Thiel got into deep water with medicine and biotechnology. Without mentioning a precise time frame, he claimed that life expectancies aren’t growing faster lately. (He didn’t mention that in many countries life expectancy at age 65 has increased four years over the last 20 years). He added, “It’s hard to found biotechnology companies.
There are no venture capitalists left in biotech,” cheerfully neglecting the recent role of firms like ARCH, Flagship, Polaris, and Third Rock in creating a slew of innovative new biotech companies. The liberal prescription of more science and technology education, Thiel said, won’t work because many STEM graduates will turn out as unemployable as humanities majors. After all, he said, the rocket scientists go to Wall Street because there aren’t enough rocket science jobs.
To get back to “building a dramatically better future,” Thiel prescribed thinking in “concrete terms” and “coordinating to make a particular technology real.” The world, including America, “must lose complacency and self-congratulation,” recognizing that they have been for the last 40 years “wandering in a desert and not an enchanted forest.”

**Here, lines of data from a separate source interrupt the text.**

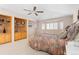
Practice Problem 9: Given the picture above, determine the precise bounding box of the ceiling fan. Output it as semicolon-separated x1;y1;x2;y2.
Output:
24;6;44;16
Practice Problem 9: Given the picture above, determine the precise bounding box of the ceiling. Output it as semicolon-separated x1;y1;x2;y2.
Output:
0;4;79;20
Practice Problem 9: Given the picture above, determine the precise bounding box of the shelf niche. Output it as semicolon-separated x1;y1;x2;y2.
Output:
0;15;12;44
14;17;27;41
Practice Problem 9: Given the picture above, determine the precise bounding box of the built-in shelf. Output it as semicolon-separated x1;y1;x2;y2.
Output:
14;17;27;41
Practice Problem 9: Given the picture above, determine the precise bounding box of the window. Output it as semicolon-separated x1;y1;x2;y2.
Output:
53;23;58;29
46;23;58;29
42;24;45;30
49;23;53;29
59;22;63;29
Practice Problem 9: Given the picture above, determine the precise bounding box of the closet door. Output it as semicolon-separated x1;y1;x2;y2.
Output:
0;15;12;44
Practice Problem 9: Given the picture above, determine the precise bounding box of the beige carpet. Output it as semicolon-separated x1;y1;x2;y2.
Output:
0;39;48;55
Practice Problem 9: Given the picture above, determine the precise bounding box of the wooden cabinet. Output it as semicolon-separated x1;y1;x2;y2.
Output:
0;15;12;44
14;17;27;41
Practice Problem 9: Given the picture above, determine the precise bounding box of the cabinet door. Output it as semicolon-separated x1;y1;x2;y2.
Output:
5;34;11;43
0;34;5;44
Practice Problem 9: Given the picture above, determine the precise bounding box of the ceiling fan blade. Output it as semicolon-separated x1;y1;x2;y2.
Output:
24;9;31;11
27;13;32;15
36;11;44;13
35;13;38;16
33;6;37;11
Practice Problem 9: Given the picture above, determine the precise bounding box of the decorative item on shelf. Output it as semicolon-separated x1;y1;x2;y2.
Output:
3;27;6;33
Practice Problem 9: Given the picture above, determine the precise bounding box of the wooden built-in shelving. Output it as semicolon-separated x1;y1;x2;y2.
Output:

Thiel’s three commentators were all from Harvard. Law professor Samuel Moyn questioned Thiel’s reliance on non-state actors, indicating he underestimated the importance of government. Engineering professor Margo Seltzer, defending a boost in emphasis on science, said that in an “anti-technology society it’s not cool to like science.” Unsure that Seltzer’s science push would necessarily boost innovation, Design professor Antoine Picon wondered how widespread scientific enthusiasm was in 18th century Britain when Watt and Boulton developed an efficient steam engine that could drive factories.
In reply, Thiel said government had proven effective in developing an atomic bomb, although thermonuclear war quickly became “inconceivable.” He said he preferred the New Deal’s Rural Electrification Administration in the 1930s to “a website that doesn’t work” (referring to Obamacare). Pushing science, he feared, would load the society with demands for “only successful experiments,” with non-top-rank scientists. He said, “Grantsmen would take over.”

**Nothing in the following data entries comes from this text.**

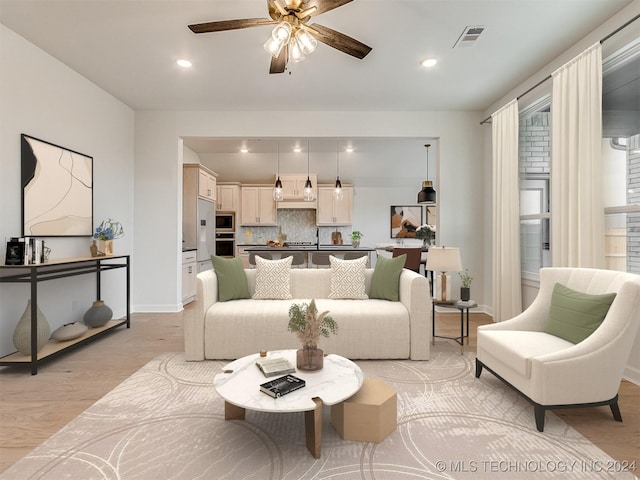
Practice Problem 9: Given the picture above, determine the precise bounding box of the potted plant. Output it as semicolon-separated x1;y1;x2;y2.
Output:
90;218;124;257
458;268;473;302
288;299;338;370
416;224;436;247
351;230;364;248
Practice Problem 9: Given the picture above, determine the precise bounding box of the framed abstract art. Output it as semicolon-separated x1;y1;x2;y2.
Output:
21;134;93;237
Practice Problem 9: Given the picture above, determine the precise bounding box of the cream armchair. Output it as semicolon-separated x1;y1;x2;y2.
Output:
476;268;640;432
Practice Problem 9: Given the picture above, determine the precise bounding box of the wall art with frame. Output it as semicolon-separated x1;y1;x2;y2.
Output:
391;205;422;238
21;134;93;237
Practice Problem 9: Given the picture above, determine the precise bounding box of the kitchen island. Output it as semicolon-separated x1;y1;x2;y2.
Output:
244;244;375;267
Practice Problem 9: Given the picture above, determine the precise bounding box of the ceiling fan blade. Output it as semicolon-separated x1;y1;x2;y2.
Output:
189;18;278;33
269;45;289;73
307;23;372;60
303;0;353;17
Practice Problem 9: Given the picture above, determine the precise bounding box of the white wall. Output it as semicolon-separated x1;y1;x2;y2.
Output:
0;25;135;355
134;111;491;311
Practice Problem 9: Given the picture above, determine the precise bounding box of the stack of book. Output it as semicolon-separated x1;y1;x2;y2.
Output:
5;237;45;265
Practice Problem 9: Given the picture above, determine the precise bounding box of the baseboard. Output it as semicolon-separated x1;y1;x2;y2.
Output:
622;365;640;386
131;303;183;313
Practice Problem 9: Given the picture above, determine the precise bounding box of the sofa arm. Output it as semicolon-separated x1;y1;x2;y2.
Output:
399;268;432;360
184;270;218;361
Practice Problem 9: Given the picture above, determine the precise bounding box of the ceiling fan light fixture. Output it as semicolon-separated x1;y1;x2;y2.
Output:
271;22;291;45
295;28;318;55
289;38;305;62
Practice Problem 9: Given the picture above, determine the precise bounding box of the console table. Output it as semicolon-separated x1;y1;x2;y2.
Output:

To an audience questioner who referred to President Obama’s State of the Union call for several science-based projects, Thiel said government programs “don’t capture excitement. They are pale shadows of what went before.” The Space Shuttle program, he said, was a way to avoid admitting that we “didn’t have a space program at all,” and the National Security Administration seems like “runaway bureaucracy on autopilot.”
To another question, Thiel said he didn’t agree with futurist Ray Kurzweil that all we have to do is “sit back and watch” to reach a brighter future. This, he thought, “could converge to doing nothing. We need to think human agency. It’s all up to us.”